I just finished the final edits on an upcoming novel and as I was working under deadline on a particularly beautiful sunny day I thought, “I can’t wait to never write a book again.”
Mostly, that feeling was coming out of a desire for free time. I work 40+ hours a week plus I have a high-maintenance dog, a bad back that requires exercises, and my writing life. On the day I was finishing my novel I wanted to be sitting in Dolores Park with the nouveau-San Francisco-riche, eating Bi-Rite ice cream or whatever happens in this speedily changing city that’s pushing artists out at an alarming rate to make room for the latest tech bubble workers. $3300 for a one bedroom apartment. Don’t get me started.

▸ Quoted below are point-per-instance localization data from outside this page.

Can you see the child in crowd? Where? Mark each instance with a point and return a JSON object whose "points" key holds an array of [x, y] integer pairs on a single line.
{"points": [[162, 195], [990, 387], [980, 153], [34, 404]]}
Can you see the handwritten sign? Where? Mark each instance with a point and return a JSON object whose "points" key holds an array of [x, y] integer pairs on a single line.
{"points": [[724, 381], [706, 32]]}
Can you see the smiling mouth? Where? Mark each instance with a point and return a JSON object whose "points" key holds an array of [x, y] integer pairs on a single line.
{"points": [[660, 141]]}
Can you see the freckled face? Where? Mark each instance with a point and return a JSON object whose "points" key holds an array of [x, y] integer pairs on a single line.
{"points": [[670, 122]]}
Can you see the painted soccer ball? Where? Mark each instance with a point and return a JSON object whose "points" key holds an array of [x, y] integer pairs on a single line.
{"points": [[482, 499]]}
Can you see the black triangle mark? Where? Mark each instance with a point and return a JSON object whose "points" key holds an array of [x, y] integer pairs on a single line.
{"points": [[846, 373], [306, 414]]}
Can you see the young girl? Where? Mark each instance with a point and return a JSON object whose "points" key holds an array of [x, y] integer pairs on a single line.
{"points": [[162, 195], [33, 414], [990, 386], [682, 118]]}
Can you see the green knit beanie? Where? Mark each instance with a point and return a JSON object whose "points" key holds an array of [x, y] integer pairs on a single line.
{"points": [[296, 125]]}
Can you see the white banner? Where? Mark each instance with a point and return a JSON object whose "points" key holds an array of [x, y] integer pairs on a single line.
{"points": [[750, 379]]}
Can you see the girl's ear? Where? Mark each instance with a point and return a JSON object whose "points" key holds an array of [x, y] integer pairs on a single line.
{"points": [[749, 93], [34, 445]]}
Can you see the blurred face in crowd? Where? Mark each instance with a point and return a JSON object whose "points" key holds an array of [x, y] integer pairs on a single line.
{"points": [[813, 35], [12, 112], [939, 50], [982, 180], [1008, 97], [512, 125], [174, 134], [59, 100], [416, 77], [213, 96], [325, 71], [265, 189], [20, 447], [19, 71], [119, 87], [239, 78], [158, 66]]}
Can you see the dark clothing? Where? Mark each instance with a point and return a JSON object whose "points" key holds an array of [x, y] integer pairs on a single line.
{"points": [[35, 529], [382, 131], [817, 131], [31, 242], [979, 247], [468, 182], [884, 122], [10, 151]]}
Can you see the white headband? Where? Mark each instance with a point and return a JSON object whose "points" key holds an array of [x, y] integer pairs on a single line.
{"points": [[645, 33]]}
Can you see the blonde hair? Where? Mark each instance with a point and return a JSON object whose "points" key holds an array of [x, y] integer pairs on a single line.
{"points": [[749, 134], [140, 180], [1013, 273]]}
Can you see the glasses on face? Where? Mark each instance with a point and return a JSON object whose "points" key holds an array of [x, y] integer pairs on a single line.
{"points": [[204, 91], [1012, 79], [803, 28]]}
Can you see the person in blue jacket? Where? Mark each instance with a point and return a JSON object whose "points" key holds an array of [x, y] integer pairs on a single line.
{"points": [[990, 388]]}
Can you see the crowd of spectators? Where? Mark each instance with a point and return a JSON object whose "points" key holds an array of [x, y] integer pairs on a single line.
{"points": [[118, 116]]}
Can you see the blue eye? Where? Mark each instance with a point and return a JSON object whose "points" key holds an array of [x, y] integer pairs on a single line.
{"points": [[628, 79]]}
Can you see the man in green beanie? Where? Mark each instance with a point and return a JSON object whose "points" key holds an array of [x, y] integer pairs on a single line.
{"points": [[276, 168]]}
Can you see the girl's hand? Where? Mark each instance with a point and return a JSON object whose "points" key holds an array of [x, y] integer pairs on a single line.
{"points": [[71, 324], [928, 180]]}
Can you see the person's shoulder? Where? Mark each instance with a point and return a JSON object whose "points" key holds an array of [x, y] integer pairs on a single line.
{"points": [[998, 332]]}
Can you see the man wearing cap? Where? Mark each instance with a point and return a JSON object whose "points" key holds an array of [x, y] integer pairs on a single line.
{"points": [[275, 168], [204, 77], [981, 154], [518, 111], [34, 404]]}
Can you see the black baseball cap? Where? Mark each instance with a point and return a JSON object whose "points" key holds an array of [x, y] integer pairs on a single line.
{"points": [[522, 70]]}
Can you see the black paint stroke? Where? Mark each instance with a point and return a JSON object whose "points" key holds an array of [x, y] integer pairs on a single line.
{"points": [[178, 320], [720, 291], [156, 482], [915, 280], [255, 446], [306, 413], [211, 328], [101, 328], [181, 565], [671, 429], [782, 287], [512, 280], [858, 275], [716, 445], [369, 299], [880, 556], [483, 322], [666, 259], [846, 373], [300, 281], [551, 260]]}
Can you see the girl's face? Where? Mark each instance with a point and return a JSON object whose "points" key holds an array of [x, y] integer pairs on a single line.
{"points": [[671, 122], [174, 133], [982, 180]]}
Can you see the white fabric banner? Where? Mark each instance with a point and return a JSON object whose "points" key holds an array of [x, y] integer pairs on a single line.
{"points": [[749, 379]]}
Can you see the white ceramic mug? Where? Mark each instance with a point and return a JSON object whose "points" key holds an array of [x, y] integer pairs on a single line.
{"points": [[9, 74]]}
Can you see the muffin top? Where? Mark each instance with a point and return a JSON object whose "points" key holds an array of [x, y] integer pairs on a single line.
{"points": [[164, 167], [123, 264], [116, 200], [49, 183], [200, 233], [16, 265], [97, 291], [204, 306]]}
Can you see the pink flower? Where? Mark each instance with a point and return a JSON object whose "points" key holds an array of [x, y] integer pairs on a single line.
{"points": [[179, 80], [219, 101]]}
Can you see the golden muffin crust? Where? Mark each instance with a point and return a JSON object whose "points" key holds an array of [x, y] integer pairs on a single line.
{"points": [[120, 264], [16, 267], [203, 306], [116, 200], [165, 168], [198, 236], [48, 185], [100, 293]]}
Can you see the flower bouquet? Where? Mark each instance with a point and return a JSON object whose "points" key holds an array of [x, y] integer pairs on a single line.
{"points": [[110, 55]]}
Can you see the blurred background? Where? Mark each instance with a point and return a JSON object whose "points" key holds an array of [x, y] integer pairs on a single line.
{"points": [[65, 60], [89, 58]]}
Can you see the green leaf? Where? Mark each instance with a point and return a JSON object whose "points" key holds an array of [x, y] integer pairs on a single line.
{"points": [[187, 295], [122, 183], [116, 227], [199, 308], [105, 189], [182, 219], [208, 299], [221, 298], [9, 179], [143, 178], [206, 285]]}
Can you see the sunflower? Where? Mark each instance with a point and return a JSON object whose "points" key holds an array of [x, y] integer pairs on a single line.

I’ve been thinking a lot about persistence lately in how it pertains to a daily writing practice. It’s very difficult to do work on a writing project on a daily basis, yet when I’m able to I feel I’m crafting my work with a kind of psychic advantage. I’m in the piece more deeply. Living in the rooms my characters are living in.
Recently, I was transcribing an interview I did with Pulitzer Prize winning poet Rae Armantrout and we were talking about why the world will never see an Emily Dickinson type writer again. Rae said something to the effect that the world keeps us so busy we’re blocked a certain kind of genius. I really agree with that.
Matias Viegner used a meme going around Facebook, the ultimate distracter to write his book that just came out, 2500 Random Things About Me Too.
The Facebook meme required a person to write a random list of 25 things about themselves. Matias did that. And then a hundred more. Weaving a narrative together, while fighting the idea of narrative. It’s a great read and also a special window into the struggles of a writer’s persistence.
So, where’s the FREE COLLEGE exercises you ask?
Read Lorrie Moore’s story, “Real Estate” from Birds of America.
Write a story in which a surprising plot twist occurs.
Write a story while listening to Henryk Gorecki’s Symphony No. 3.
At each of the three movements make the plot shift in your story.
Make an effort to write something in your writing journal every day at the same time. Even if it is only a sentence. Oh, and go eat an ice cream in the park whether you have time for it or not.